Mining stocks AEM, FCX, and HL are all perched neared significant technical levels
Retracement and Fibonacci levels are useful tools for predicting stock trends and trend reversals. As fate would have it, several mining stocks currently find themselves near key technical levels -- including a
pair of gold stocks highlighted earlier this month. This week, among the stocks approaching crucial areas are commodity concerns
Agnico Eagle Mines Ltd (USA) (NYSE:AEM),
Freeport-McMoRan Inc (NYSE:FCX), and
Hecla Mining Company (NYSE:HL).
AEM has been struggling since early August, when it hit a four-year high a hair north of $60. Earlier today, this downtrend brought the shares within a chip-shot of the 61.8% Fibonacci retracement of their 2000 lows and December 2010 highs, before they reversed higher. In fact, AEM stock was last seen up 2.1% this afternoon at $38.14, extending its year-to-date advance to 45%.
FCX has been a beast on the charts this year, roughly doubling in value at $13.45. In recent weeks, the stock had been running toward the $16 area -- corresponding with the 61.8% Fibonacci retracement of its mid-2015 highs and January 2016 low -- before losing steam. However, after taking a breather, FCX finds itself around the 50% retracement level, which could act as another potential inflection point -- this time to the upside.

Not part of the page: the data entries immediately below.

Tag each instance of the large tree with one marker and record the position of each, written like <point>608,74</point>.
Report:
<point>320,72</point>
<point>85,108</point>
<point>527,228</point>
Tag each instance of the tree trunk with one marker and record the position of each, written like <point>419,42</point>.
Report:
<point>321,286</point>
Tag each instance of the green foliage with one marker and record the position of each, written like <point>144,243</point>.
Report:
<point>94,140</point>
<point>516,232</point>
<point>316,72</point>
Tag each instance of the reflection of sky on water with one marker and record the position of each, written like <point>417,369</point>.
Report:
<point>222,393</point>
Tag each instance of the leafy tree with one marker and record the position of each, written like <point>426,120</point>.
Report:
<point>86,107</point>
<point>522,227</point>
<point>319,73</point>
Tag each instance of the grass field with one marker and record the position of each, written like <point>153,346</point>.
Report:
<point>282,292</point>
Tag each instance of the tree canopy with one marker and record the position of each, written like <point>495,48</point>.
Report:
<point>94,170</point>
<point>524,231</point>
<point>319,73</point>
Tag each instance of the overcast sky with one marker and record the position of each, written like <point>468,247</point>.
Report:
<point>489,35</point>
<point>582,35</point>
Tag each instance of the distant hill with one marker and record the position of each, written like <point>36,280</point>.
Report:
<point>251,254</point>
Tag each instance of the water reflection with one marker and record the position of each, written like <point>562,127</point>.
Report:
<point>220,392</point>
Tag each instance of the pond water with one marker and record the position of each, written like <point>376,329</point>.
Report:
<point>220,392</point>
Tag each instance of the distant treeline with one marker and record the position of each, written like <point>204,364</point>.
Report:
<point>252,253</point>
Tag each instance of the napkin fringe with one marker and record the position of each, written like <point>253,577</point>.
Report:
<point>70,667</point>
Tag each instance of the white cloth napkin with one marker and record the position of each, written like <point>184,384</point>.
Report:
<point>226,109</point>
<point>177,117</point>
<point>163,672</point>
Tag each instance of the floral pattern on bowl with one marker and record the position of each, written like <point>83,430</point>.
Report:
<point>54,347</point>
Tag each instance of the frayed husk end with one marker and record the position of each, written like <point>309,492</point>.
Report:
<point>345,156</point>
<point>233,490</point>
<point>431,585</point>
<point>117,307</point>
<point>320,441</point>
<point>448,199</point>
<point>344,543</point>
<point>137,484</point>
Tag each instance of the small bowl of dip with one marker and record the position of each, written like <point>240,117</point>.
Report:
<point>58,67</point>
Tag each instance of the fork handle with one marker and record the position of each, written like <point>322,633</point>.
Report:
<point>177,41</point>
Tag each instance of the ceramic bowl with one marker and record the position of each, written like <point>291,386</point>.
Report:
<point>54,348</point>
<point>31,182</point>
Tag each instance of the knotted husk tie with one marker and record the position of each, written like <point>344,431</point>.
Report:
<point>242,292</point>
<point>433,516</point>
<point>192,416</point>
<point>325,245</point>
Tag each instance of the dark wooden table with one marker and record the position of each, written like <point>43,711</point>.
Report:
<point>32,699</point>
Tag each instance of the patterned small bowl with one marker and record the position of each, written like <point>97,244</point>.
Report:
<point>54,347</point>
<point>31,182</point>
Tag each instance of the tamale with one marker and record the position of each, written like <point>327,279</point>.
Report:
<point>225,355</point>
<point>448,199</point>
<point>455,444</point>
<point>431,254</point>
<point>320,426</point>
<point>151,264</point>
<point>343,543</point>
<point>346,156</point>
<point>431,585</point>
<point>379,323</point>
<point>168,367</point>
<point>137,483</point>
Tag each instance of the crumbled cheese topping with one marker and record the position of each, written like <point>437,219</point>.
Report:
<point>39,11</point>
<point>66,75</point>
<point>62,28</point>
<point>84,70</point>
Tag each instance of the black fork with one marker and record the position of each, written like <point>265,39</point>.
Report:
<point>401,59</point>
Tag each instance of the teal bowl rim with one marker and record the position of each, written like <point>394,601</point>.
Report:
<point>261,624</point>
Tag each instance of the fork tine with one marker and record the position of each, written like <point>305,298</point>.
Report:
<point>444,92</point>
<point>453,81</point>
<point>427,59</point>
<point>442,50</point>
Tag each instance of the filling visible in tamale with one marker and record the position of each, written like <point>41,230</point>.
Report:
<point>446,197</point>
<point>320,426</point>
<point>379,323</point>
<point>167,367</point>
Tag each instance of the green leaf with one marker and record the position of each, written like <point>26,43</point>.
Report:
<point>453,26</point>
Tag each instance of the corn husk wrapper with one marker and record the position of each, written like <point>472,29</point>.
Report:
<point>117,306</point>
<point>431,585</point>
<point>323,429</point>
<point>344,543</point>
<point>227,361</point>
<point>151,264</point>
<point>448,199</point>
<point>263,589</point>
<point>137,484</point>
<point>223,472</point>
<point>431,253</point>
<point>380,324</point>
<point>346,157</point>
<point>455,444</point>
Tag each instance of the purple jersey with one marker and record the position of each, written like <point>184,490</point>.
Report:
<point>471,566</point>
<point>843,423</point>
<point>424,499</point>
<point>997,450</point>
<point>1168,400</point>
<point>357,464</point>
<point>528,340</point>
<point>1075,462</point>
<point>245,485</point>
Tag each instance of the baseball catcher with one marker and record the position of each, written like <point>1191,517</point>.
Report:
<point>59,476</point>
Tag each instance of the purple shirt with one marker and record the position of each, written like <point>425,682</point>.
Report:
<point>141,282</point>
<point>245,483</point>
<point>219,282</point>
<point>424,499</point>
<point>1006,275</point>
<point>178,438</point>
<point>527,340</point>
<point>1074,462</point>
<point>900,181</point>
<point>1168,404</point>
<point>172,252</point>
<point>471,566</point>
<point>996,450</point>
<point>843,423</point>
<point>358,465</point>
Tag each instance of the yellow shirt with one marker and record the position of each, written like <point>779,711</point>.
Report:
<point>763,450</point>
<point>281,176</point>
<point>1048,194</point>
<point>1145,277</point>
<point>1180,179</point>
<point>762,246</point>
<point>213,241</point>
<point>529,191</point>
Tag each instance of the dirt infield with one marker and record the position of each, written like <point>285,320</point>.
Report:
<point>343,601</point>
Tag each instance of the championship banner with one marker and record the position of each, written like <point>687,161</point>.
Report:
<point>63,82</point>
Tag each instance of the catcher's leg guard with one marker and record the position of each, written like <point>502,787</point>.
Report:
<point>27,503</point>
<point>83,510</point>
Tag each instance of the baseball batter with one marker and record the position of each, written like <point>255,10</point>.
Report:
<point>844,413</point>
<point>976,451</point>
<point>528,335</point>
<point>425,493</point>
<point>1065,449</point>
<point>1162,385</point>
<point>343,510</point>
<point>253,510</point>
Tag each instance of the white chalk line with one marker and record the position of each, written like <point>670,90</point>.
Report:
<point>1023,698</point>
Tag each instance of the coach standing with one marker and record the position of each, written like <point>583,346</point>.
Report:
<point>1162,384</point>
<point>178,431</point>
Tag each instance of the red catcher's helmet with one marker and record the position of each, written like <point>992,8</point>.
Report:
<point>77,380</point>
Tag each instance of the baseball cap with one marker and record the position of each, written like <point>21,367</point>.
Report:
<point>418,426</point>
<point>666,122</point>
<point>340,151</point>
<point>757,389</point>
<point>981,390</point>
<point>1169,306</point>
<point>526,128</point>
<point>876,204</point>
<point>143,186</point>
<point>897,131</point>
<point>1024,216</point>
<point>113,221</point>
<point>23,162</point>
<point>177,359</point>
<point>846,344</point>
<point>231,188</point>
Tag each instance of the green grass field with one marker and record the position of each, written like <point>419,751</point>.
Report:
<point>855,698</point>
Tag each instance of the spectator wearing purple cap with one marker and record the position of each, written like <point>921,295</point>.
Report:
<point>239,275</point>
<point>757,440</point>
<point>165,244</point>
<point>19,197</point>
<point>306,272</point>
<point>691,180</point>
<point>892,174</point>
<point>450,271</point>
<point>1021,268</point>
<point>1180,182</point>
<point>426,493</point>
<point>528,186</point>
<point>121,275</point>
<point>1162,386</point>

HL has exploded in 2016, nearly tripling in value at $5.48. Recently, the shares have been trading in a sideways pattern between their 50% retracement and 61.8% Fibonacci level of their late-2000 lows and mid-2008 high. Another technical layer could be coming into play, as well, with the 40-week moving average recently catching up to HL stock. If this trendline acts as support, the shares could soon resume their long-term trend higher.